Menurut saya, solusi yang ditulis dalam opini sudah bagus. Untuk kedepannya perlu
dilakukan uji coba dan penerapan di daerah jawa khususnya Surabaya. Kesalahan – kesalahan
yang disebutkan dalam opini diatas tersebut antara lain penentuan jenis aspal yang
digunakan, kadar aspal, rongga dalam campuran, temperature pencampuran atau pemadatan.
Aspal sebagai bahan pengikat agregat untuk perkerasan jalan dimana mutu dan jumlahnya
mempunyai andil besar terhadap terjadinya kerusakan jalan. Maka dari itu, perlunya
pengawasan saat proses pengerjaan perbaikan jalan untuk mengantisipasi kesalahan dalam
proses pencampuran. Begitupula untuk permasalahan Sanitasi yang berhubungan dengan
pendekatan CLTS, pendekatan tersebut mampu membuat masyarakat menjadi upgrade akan
kepribadiannya mengingat prinsip yang terdapat pada pendekatan CLTS yaitu salah satunya
menjadikan masyarakat sebgai pemimpin.

Opini dari
Nama : R. Muhammad Nur awaluddin Hafizh
NBI : 1441600047
Pendapat saya tentang opini ini, bahwa permasalahan tentang jalan yang rusak solusi yang
tertulis di atas adalah dengan mengurangi beban setiap roda dengan menambah axle setiap
kendaraan. Apabila ini disepakati dan menjadi ketentuan yang mengikat untuk semua
komponen yang terkait dengan angkutan kendaraan berat, maka tingkat kerusakan
nampaknya akan dapat diatasi atau dapat diminimalisasikan. Tetapi menurut saya faktor yang
lebih penting dari mengurangi beban angkutan berat adalah faktor tanah dan juga faktor aspal
yang kurang tebal karena tidak bisa juga kita mengurangi setiap beban roda kendaraan karena
kendaraan itu pun mengangkut barag baran berat. Dan untuk permasalahan sanitasi dengan
solusi CLTS mungkin bisa membantu menangani masalah sanitasi di perkampungan kumuh
karena CLTS yang diterapkan di india telah berhasil maka cara atau solusi ini mungkin harus
dicoba di indonesia untuk mengurangi masalah masalah yang seperti ini di kampung kumuh
Khususnya Surabaya.
Opini dari
Nama : Muhammad Syafi’i
NBI : 1441600048
Pendapat saya tentang opini ini, tentang isi dan tata bahasanya mudah unuk dipahami
dan tidak banyak menggunakan kata-kata kiasan. Pada pendapat saya ini ingin membahas
tentang Pendekatan CLTS atau Community Lead Total Sanitation atau Sanitasi Total
Berbasis Masyarakat (STBM) program ini dilatar belakangi oleh adanya “kegagalan” dari
proyek-proyek sebelumnya.

Pendekatan CLTS merupakan pendekatan baru untuk pengembangan sanitasi di


pedesaan dan mulai berkembang pada tahun 2001. Pertama kali diperkenalkan oleh Kamal
Kar di sebuah komunitas kecil di district Rajshahi, Bangladesh.
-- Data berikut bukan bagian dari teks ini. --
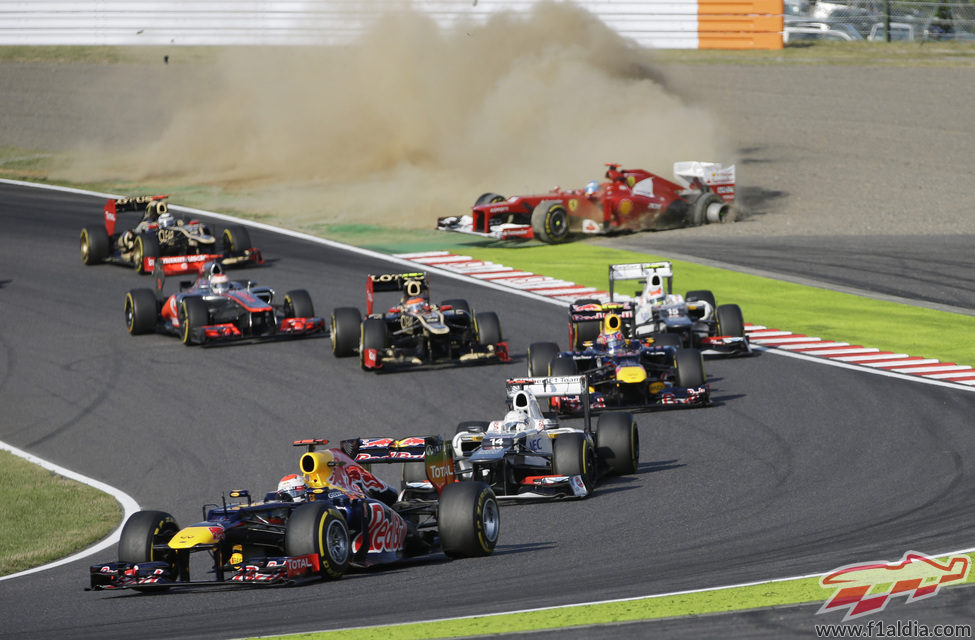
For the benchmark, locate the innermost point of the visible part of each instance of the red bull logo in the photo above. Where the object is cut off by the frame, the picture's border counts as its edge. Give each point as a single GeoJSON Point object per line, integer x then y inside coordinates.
{"type": "Point", "coordinates": [863, 589]}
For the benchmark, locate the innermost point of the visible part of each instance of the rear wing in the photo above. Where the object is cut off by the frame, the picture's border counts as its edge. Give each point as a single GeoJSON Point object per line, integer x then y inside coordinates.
{"type": "Point", "coordinates": [554, 386]}
{"type": "Point", "coordinates": [707, 176]}
{"type": "Point", "coordinates": [641, 271]}
{"type": "Point", "coordinates": [431, 450]}
{"type": "Point", "coordinates": [412, 284]}
{"type": "Point", "coordinates": [115, 206]}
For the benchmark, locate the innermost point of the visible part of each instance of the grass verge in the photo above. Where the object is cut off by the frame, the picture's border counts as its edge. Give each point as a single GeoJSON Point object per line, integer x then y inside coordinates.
{"type": "Point", "coordinates": [47, 516]}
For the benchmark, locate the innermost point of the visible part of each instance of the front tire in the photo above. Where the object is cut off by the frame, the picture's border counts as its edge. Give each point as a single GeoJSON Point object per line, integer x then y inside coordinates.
{"type": "Point", "coordinates": [94, 245]}
{"type": "Point", "coordinates": [573, 455]}
{"type": "Point", "coordinates": [317, 528]}
{"type": "Point", "coordinates": [346, 325]}
{"type": "Point", "coordinates": [469, 520]}
{"type": "Point", "coordinates": [550, 222]}
{"type": "Point", "coordinates": [297, 304]}
{"type": "Point", "coordinates": [618, 442]}
{"type": "Point", "coordinates": [193, 314]}
{"type": "Point", "coordinates": [141, 311]}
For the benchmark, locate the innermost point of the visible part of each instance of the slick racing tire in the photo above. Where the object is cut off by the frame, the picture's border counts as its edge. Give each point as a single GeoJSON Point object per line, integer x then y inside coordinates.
{"type": "Point", "coordinates": [573, 455]}
{"type": "Point", "coordinates": [458, 304]}
{"type": "Point", "coordinates": [618, 442]}
{"type": "Point", "coordinates": [730, 321]}
{"type": "Point", "coordinates": [488, 198]}
{"type": "Point", "coordinates": [94, 245]}
{"type": "Point", "coordinates": [373, 337]}
{"type": "Point", "coordinates": [469, 520]}
{"type": "Point", "coordinates": [297, 304]}
{"type": "Point", "coordinates": [317, 528]}
{"type": "Point", "coordinates": [708, 208]}
{"type": "Point", "coordinates": [346, 325]}
{"type": "Point", "coordinates": [487, 328]}
{"type": "Point", "coordinates": [146, 246]}
{"type": "Point", "coordinates": [193, 314]}
{"type": "Point", "coordinates": [563, 366]}
{"type": "Point", "coordinates": [142, 531]}
{"type": "Point", "coordinates": [550, 222]}
{"type": "Point", "coordinates": [701, 294]}
{"type": "Point", "coordinates": [690, 367]}
{"type": "Point", "coordinates": [666, 339]}
{"type": "Point", "coordinates": [236, 239]}
{"type": "Point", "coordinates": [141, 311]}
{"type": "Point", "coordinates": [539, 355]}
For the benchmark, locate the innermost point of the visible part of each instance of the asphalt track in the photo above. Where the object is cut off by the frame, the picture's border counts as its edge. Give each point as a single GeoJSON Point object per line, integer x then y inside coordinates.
{"type": "Point", "coordinates": [799, 468]}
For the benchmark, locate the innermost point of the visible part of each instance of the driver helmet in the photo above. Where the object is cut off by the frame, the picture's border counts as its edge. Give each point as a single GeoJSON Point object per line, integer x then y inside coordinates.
{"type": "Point", "coordinates": [219, 283]}
{"type": "Point", "coordinates": [515, 421]}
{"type": "Point", "coordinates": [292, 485]}
{"type": "Point", "coordinates": [654, 292]}
{"type": "Point", "coordinates": [414, 305]}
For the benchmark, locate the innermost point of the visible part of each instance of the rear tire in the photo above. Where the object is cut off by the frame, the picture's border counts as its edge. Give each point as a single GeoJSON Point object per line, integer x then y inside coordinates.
{"type": "Point", "coordinates": [236, 239]}
{"type": "Point", "coordinates": [690, 368]}
{"type": "Point", "coordinates": [487, 328]}
{"type": "Point", "coordinates": [146, 246]}
{"type": "Point", "coordinates": [730, 321]}
{"type": "Point", "coordinates": [539, 355]}
{"type": "Point", "coordinates": [618, 442]}
{"type": "Point", "coordinates": [193, 314]}
{"type": "Point", "coordinates": [298, 304]}
{"type": "Point", "coordinates": [141, 311]}
{"type": "Point", "coordinates": [469, 520]}
{"type": "Point", "coordinates": [317, 528]}
{"type": "Point", "coordinates": [550, 222]}
{"type": "Point", "coordinates": [94, 245]}
{"type": "Point", "coordinates": [573, 455]}
{"type": "Point", "coordinates": [346, 325]}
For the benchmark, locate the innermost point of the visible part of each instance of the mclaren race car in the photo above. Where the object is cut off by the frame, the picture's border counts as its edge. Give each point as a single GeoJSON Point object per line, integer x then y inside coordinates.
{"type": "Point", "coordinates": [332, 516]}
{"type": "Point", "coordinates": [694, 320]}
{"type": "Point", "coordinates": [625, 372]}
{"type": "Point", "coordinates": [181, 247]}
{"type": "Point", "coordinates": [629, 200]}
{"type": "Point", "coordinates": [415, 331]}
{"type": "Point", "coordinates": [528, 454]}
{"type": "Point", "coordinates": [214, 308]}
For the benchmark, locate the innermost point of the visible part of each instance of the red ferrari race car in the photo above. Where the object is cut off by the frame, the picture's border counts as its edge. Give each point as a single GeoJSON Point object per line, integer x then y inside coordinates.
{"type": "Point", "coordinates": [415, 331]}
{"type": "Point", "coordinates": [629, 200]}
{"type": "Point", "coordinates": [217, 309]}
{"type": "Point", "coordinates": [180, 246]}
{"type": "Point", "coordinates": [332, 516]}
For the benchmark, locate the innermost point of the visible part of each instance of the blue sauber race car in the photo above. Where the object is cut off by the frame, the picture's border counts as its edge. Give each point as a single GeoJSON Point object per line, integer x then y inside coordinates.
{"type": "Point", "coordinates": [332, 516]}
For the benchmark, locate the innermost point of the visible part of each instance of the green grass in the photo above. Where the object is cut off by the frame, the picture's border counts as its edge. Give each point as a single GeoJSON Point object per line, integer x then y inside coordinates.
{"type": "Point", "coordinates": [47, 516]}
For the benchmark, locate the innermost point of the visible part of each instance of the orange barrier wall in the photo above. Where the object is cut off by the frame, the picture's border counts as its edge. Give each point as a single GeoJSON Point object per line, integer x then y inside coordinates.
{"type": "Point", "coordinates": [740, 24]}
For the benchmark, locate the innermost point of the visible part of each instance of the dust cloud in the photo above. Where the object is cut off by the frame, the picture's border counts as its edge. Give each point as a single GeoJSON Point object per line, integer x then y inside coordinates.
{"type": "Point", "coordinates": [413, 121]}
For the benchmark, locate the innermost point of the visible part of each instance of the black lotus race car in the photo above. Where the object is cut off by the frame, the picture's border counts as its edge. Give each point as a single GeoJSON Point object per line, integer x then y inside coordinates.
{"type": "Point", "coordinates": [160, 237]}
{"type": "Point", "coordinates": [639, 373]}
{"type": "Point", "coordinates": [414, 331]}
{"type": "Point", "coordinates": [216, 309]}
{"type": "Point", "coordinates": [342, 517]}
{"type": "Point", "coordinates": [528, 454]}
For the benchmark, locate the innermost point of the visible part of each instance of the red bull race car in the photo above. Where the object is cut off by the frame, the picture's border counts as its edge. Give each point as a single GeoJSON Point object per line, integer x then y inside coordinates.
{"type": "Point", "coordinates": [160, 237]}
{"type": "Point", "coordinates": [528, 455]}
{"type": "Point", "coordinates": [628, 200]}
{"type": "Point", "coordinates": [657, 313]}
{"type": "Point", "coordinates": [414, 331]}
{"type": "Point", "coordinates": [624, 372]}
{"type": "Point", "coordinates": [215, 309]}
{"type": "Point", "coordinates": [332, 516]}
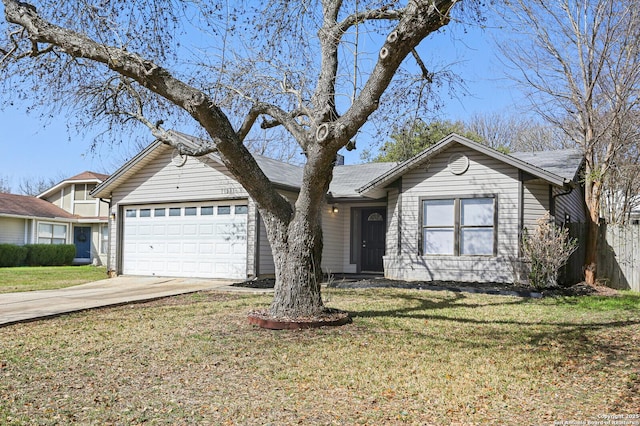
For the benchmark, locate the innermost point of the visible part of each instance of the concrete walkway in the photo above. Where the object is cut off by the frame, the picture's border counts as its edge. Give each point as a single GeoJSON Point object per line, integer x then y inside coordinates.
{"type": "Point", "coordinates": [30, 305]}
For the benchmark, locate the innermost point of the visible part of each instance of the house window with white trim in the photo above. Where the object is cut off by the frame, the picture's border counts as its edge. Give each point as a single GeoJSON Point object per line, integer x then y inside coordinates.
{"type": "Point", "coordinates": [459, 226]}
{"type": "Point", "coordinates": [104, 239]}
{"type": "Point", "coordinates": [52, 233]}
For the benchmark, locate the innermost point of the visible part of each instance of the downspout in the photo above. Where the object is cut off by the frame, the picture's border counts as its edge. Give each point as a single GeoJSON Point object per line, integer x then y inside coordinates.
{"type": "Point", "coordinates": [562, 194]}
{"type": "Point", "coordinates": [102, 200]}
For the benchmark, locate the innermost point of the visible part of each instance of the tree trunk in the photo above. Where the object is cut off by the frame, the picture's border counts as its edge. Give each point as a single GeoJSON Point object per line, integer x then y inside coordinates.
{"type": "Point", "coordinates": [298, 271]}
{"type": "Point", "coordinates": [591, 251]}
{"type": "Point", "coordinates": [593, 194]}
{"type": "Point", "coordinates": [296, 243]}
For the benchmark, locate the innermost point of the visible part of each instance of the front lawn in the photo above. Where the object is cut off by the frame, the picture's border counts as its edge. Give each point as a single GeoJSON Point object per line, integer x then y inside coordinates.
{"type": "Point", "coordinates": [29, 278]}
{"type": "Point", "coordinates": [409, 357]}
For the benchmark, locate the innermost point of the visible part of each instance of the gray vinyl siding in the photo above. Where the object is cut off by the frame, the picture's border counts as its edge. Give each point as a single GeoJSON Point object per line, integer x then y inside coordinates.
{"type": "Point", "coordinates": [572, 203]}
{"type": "Point", "coordinates": [266, 265]}
{"type": "Point", "coordinates": [335, 232]}
{"type": "Point", "coordinates": [485, 176]}
{"type": "Point", "coordinates": [393, 211]}
{"type": "Point", "coordinates": [12, 230]}
{"type": "Point", "coordinates": [161, 181]}
{"type": "Point", "coordinates": [535, 197]}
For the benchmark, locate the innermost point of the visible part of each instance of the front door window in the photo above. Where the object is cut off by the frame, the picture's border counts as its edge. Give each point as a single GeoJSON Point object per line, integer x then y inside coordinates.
{"type": "Point", "coordinates": [373, 228]}
{"type": "Point", "coordinates": [82, 241]}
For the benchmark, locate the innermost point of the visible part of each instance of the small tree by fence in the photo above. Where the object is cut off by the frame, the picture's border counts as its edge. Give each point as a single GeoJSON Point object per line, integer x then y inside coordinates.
{"type": "Point", "coordinates": [546, 251]}
{"type": "Point", "coordinates": [618, 256]}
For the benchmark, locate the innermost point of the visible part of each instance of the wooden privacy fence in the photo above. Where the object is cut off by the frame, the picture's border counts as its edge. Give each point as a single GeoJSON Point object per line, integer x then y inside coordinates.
{"type": "Point", "coordinates": [619, 256]}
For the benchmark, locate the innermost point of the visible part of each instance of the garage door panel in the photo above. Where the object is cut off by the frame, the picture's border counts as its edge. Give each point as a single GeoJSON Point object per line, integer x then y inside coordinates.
{"type": "Point", "coordinates": [202, 245]}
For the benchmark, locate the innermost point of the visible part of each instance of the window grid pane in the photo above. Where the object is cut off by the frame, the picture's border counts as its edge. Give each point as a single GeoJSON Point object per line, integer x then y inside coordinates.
{"type": "Point", "coordinates": [438, 241]}
{"type": "Point", "coordinates": [438, 213]}
{"type": "Point", "coordinates": [467, 229]}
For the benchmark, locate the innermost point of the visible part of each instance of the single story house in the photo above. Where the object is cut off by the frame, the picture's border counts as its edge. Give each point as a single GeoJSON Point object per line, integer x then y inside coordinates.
{"type": "Point", "coordinates": [64, 214]}
{"type": "Point", "coordinates": [456, 211]}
Disurabya ini tepatnya di 15 lokasi Di antaranya: Kedungturi, Wonorejo, Kampung


Malang Tengah, Kedondong Kidul, Kupang Panjaan, Dupak, Margorukun, Tembok Dukuh,
Asembagus, Sidotopo, Kemayoran Baru, Kapasari, Kenjeran DKA, Donorejo, Gembong.

Menurut saya bagus untuk pengembangan atau melakukan sebuah program tetapi
diperlukan juga pengawasan agar program tersebut berjalan dengan lancar dan tidak akan
terjadi lagi kegagalan-kegagalan seperti proyek sebelumnya. Dan program CLTS ini sudah
berhasil dicoba di India dan akan lebih baik jika di lakukan di Indonesia Khusnya di Daerah
Surabaya ini. Supaya bisa menangani masalah sanitasi di kampung-kampung tersebut.